Why is a trade-off the appropriate term to describe the policy choices local governments have when pressed to support more housing in their jurisdictions?
Well, the cities have traded off sales tax for residential development over the last 20 years. They've done that because they are left with little choice for raising new revenues other than pushing for new commercial taxes, which has really made sales taxes the king of the highway. So city managers, redevelopment and economic development administrators have been very focused on getting sales tax in the community at the sacrifice of housing.
In the roughly 25 years since the passage of Prop 13, cities have pursued sales tax cash registers at the expense of creating new housing. One stark legacy of Propositions 13, 62, and 218 is that we have a critical housing shortage. And the irony for California is that without work force housing, we can't sustain economic growth.
One of the most essential elements in a comprehensive economic development program is housing of all quality and pricing categories, because our work force is diverse. So much of the housing stock reflects the workforce. Corporate leaders, in terms of facility investments and relocation decisions, typically look at quality of life issues in communities as one of their highest priority issues. And within the category of quality of life is housing, schools, and of course, safety, all priorities.
So, the reality for cities in California is that if they're going to continue to expand their tax base, they need to increase their housing supply. Most importantly, cities need work force housing for those folks who are out there making a living; they need and deserve a good place to live and raise a family.
If you were a city manager in a small city, particularly within a large metropolitan area like Los Angeles, how would you evaluate the decision of siting a Home Depot, per se, against the development of affordable housing?
There are two perspectives that need to change. One is that cities have to look at their tax structure realistically. Many smaller cities do not, in fact, tax businesses or industry very heavily. And since most cities don't tax their industries very heavily, cities need to do recognize that sales tax generators, such as a Home Depot, cannot perform well without residential rooftops.

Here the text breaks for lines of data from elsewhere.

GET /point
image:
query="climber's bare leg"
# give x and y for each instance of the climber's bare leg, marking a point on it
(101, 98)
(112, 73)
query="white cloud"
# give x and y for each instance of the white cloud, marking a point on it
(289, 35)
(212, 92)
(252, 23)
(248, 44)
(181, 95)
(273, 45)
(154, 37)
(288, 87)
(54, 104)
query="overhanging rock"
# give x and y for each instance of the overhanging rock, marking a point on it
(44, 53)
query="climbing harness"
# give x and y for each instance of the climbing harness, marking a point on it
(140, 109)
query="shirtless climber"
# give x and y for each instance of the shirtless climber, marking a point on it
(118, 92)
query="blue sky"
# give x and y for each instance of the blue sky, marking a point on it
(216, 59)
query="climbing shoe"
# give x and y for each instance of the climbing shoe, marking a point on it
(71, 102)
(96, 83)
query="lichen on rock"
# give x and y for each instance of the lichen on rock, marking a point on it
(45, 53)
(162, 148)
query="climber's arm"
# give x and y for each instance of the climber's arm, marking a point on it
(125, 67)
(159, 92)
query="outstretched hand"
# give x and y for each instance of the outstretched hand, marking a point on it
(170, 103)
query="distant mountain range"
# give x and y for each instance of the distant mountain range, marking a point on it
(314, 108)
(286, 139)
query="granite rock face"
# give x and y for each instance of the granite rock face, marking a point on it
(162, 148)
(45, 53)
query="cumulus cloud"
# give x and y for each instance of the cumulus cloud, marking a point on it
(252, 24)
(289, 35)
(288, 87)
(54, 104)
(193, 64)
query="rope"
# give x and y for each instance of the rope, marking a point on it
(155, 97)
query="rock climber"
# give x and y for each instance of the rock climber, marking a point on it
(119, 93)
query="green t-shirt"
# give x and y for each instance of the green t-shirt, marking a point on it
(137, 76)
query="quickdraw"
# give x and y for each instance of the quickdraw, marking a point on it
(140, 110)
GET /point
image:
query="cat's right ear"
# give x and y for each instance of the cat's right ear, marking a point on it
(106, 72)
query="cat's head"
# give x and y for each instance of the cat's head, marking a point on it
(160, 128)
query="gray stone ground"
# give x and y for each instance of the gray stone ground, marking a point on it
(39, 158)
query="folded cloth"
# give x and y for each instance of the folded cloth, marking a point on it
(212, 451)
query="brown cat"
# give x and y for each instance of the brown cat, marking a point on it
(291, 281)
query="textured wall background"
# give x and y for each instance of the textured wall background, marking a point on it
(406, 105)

Take a city like Glendale; there is no business license tax, yet the city is in good financial shape. A lot of it is because the affluent and middle class families that live there shop in their community. Glendale's amenities also serve as an attraction for residents from other communities to spend money in Glendale. What also needs to change is how cities evaluate the financial impact of housing on their budget and operations. I think there is a high level of confusion as to what households really cost a community, especially when it comes to high quality, or ‘top tier priced housing product.' Million dollar homes, which many communities have today, probably pay their way, given that these homeowners are paying such high property taxes, especially if it's a purchase that has occurred in the last 10 years. Those homes also tend to house families that spend a lot of money locally.
The medium to upper level households in some of these communities, are contributing their fair share when you look at what they actually pay in property tax, and the kind of local spending/shopping habits they have.

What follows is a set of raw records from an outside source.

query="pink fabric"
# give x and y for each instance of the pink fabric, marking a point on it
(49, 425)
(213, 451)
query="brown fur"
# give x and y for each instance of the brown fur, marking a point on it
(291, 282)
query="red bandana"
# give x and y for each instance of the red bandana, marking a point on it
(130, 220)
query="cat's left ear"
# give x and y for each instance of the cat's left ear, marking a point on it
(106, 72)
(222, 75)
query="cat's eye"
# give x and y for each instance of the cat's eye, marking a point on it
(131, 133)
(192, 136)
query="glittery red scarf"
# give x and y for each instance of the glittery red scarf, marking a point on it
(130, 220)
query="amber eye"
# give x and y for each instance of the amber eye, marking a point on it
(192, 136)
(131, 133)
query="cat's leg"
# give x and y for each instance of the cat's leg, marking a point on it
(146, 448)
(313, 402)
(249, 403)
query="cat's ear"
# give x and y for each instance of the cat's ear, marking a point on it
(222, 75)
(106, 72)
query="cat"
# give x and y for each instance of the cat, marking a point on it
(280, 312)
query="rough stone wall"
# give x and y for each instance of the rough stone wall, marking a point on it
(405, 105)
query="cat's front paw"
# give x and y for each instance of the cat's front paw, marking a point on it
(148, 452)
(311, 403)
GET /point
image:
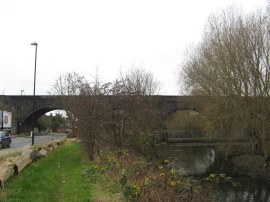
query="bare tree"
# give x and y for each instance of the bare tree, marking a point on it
(68, 85)
(232, 62)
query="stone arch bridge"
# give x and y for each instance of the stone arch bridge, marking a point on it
(22, 106)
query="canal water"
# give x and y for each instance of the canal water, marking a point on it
(200, 160)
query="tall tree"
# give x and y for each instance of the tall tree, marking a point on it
(69, 86)
(232, 62)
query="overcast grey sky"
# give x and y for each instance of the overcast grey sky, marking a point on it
(105, 35)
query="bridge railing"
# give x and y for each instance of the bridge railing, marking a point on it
(167, 135)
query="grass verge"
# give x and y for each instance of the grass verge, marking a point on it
(57, 177)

As far as affordable housing, that's really much more of a social policy objective, because it's clear to me that in most cases, affordable housing units will not carry the kind of economic impact that medium and upper level housing will. Affordable housing will never compare to a sales tax generator, but you still need the rooftops and you clearly need the diversity in housing to provide a balanced work force base for local business operations.
In my estimation, the fiscal impact models that are being used by the economists for local government need to be reconfigured for housing and residential fiscal impacts. They have a tendency to really focus on sales tax and commercial users and I'm not sure that that's highly appropriate today, given the cost of housing and the amount of property tax and family spending that is generated by these households.

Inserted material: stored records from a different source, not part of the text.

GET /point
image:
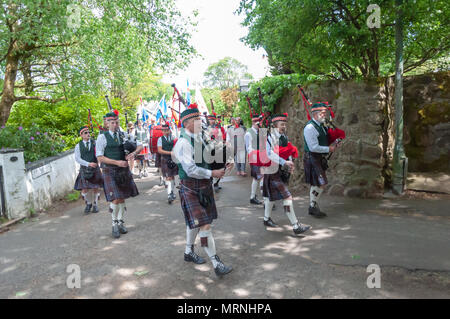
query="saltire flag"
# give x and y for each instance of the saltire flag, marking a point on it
(188, 94)
(163, 106)
(145, 115)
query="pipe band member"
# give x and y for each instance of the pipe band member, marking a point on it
(274, 188)
(89, 180)
(118, 180)
(196, 191)
(314, 162)
(168, 167)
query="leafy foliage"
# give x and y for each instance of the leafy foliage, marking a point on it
(332, 37)
(106, 52)
(226, 74)
(272, 88)
(36, 142)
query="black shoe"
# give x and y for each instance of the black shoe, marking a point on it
(269, 223)
(221, 269)
(88, 208)
(192, 256)
(255, 201)
(116, 232)
(301, 229)
(122, 228)
(315, 211)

AB 680 proposes pooling local tax revenues in order to alleviate the pressure to favor large commercial tax generators over housing. Is AB 680 an appropriate, effective mechanism to create more regional distribution of housing and commercial uses across an area?
My take on this bill is that it is a band-aid approach to a system that needs to be completely restructured from bottom up. On the face of it, the sales tax sharing solution discussion in AB680 has merit. But it is a spot bill that does not treat the broader issue of local taxation and distribution the way it deserves. Any solution must bring about long-term fiscal responsibility. What I'm really looking for is the state and local government to collaborate on an economic development plan that resolves property tax, sales tax, and state reimbursements in a format that supports consistent economic development and quality of life objectives. Unless we do that, this State will become impractical for major corporate investment.